Brian Weinshenker, MD: I think that’s an excellent point and not really preplanned, but post hoc. There seems to be some evidence from eculizumab and also in inebilizumab that attacks were not only less frequent, but the attacks that occurred were less severe. Bob, I’m going to turn to you in regard to what Aaron said about how it would be nice to have clinical trials, perhaps with some biomarker measure, that might make it feasible to do better head-to-head comparisons because, with the effectiveness of these drugs, it seems very difficult to design clinical trials as we have been doing and have the power to address their relative efficacy. Could you tell us a bit about what end points might be promising for the future?
Robert Shin, MD, FAAN: Since we’re speculating or maybe we’re generating a wish list, one thing I would say that’s maybe different in the NMOSD space from the MS spaces, I’m not as sure MRI is as useful in NMO, which is interesting in MS. I think regular MRIs are important because you can often have subclinical disease activity. And we wouldn’t pick that up without an MRI, or hopefully we’ll have other measures on more advanced MRI techniques that’ll give us insight into that disease process. Interestingly to me, and I think we agree, typically in NMO [neuromyelitis optica] spectrum disorder, it’s the clinical relapses that are the problem. And I think it’s unlikely that you would have subclinical MRI activities. So, our focus is really going to be clinical.
But in terms of biomarkers that Dr Miller was talking about which, again, we’re looking at in a number of different spaces, I think we’d be looking for something that will be predictive. So, for instance, we already know that there are markers of either neuronal or astrocyte injury; as you said, this is really an astrocyte such as in this case, GFAP [glial fibrillary acidic protein] levels are elevated in patients with NMOSD relapses. And as we were discussing offline a little bit there is some evidence that if you’d look at a group of individuals, a group with higher levels of GFAP are more likely to subsequently have relapses.

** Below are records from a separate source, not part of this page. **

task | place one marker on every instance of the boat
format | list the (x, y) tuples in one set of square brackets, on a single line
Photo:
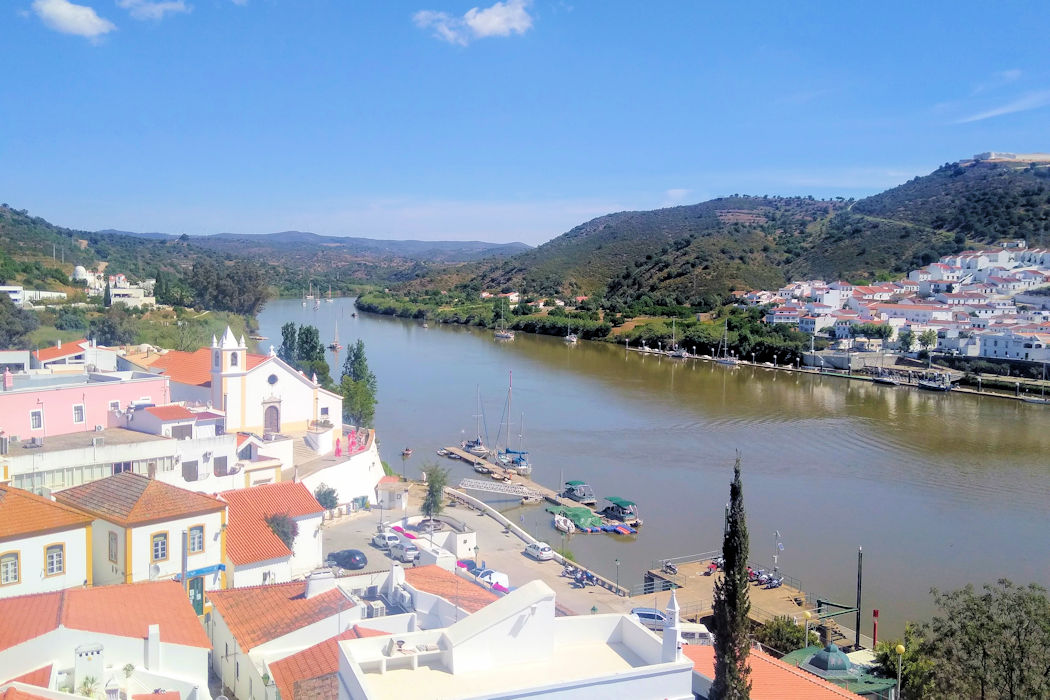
[(335, 345), (723, 357), (502, 333), (623, 510), (581, 492), (563, 524), (516, 460), (477, 446)]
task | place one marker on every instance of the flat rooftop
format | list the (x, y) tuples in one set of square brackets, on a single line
[(567, 663), (82, 440)]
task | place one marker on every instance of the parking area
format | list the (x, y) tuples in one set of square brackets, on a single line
[(497, 548)]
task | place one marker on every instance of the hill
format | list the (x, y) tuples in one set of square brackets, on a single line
[(696, 254)]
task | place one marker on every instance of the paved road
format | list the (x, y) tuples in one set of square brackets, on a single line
[(498, 549)]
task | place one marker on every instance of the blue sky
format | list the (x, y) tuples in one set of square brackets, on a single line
[(505, 121)]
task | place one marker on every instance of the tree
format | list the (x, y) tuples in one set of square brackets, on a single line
[(783, 635), (436, 479), (327, 496), (16, 324), (992, 644), (284, 527), (917, 679), (732, 605)]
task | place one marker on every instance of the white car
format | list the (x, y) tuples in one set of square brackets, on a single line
[(540, 551), (385, 539)]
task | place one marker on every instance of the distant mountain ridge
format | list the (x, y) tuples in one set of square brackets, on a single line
[(443, 251)]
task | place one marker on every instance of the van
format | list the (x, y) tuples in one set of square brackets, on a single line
[(694, 633)]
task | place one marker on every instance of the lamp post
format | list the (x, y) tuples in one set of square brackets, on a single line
[(900, 655)]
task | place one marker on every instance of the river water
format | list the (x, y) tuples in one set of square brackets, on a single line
[(939, 489)]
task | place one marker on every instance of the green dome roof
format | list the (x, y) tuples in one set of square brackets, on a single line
[(832, 658)]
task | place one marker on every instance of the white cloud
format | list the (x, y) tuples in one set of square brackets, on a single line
[(68, 18), (152, 9), (1024, 103), (502, 19)]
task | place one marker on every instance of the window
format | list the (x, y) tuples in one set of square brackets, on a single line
[(160, 546), (8, 569), (55, 559), (196, 538)]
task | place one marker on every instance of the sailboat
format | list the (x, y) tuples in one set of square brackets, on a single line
[(502, 333), (335, 345), (723, 357), (477, 446), (675, 351), (515, 459)]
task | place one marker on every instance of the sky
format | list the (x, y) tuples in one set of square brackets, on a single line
[(507, 121)]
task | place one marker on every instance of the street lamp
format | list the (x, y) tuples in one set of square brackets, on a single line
[(900, 655)]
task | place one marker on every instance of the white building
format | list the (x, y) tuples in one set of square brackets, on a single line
[(139, 529), (64, 637), (44, 546), (254, 554)]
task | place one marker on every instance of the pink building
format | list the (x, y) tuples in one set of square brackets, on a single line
[(42, 405)]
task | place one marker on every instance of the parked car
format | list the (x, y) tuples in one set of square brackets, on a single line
[(404, 552), (650, 617), (540, 551), (385, 539), (491, 576), (348, 558)]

I think what’s going to be challenging is for us to figure out for an individual person with NMOSD will a marker like serum GFAP be useful to help us predict those in whom the medication perhaps isn’t as effective as they would like it to be or be able to essentially predict disease activity. As Dr Miller said, I think we’re a little bit away from that.

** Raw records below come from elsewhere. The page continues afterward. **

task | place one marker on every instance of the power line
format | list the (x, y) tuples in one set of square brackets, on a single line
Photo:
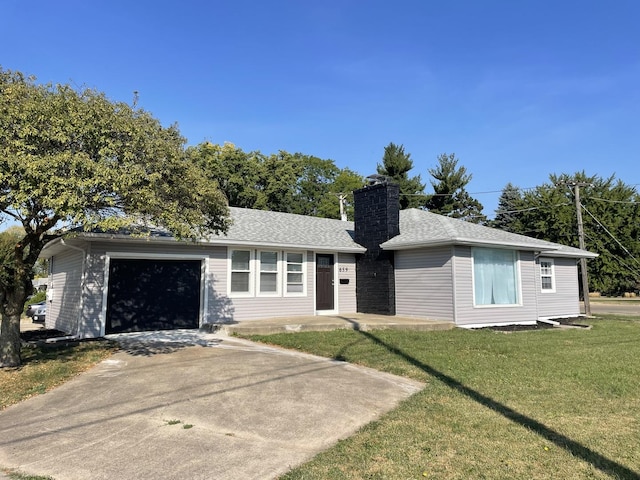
[(612, 201), (611, 235)]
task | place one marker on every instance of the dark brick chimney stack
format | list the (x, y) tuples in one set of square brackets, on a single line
[(377, 219)]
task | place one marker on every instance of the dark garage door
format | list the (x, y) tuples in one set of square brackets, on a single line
[(148, 295)]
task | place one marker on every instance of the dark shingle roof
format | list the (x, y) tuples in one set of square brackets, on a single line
[(262, 227)]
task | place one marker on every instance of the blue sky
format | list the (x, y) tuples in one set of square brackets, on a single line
[(516, 89)]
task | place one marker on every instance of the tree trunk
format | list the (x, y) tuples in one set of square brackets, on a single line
[(10, 341)]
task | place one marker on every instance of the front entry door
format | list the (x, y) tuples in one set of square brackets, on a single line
[(324, 282)]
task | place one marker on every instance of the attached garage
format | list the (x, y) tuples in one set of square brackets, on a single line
[(153, 294)]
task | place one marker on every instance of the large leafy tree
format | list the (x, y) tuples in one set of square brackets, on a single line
[(396, 164), (236, 172), (283, 182), (611, 221), (450, 197), (73, 158)]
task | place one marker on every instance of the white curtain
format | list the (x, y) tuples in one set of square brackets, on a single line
[(495, 278)]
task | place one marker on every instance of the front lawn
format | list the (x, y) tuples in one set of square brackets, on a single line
[(46, 367), (561, 404)]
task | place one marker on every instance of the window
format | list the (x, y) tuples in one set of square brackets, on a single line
[(241, 271), (295, 274), (268, 283), (495, 277), (547, 280)]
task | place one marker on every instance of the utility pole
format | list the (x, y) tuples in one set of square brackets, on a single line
[(583, 261)]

Brian Weinshenker, MD: And just to expand on GFAP, originally, this was studied in spinal fluid and found to be dramatically elevated, but it’s only relatively recently with the single-molecule analysis Simoa technique that we can measure this in blood. And this was applied in the inebilizumab study. And there are data that have come out of that study that show GFAP levels are lowered by being on treatment within inebilizumab.
Flavia Nelson, MD: What about neurofilament light chain biomarker testing? Would that be on your wish list?

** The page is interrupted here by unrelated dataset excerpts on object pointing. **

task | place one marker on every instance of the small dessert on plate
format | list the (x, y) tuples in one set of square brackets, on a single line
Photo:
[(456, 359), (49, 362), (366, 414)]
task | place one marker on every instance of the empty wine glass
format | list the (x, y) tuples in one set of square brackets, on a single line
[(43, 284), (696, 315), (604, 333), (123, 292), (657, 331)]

Robert Shin, MD, FAAN: Well, there is also some data that tells us that those levels are elevated as well. Because as we said at the beginning, it’s an astrocytopathy, but neuronal injury occurs as a secondary bystander effect. If we understand the pathophysiology correctly, I think I would argue GFAP would be a more direct measure of the pathology, but it has been shown that that leaks as well from the CSF [cerebrospinal fluid] into the serum, and that can be detected as well.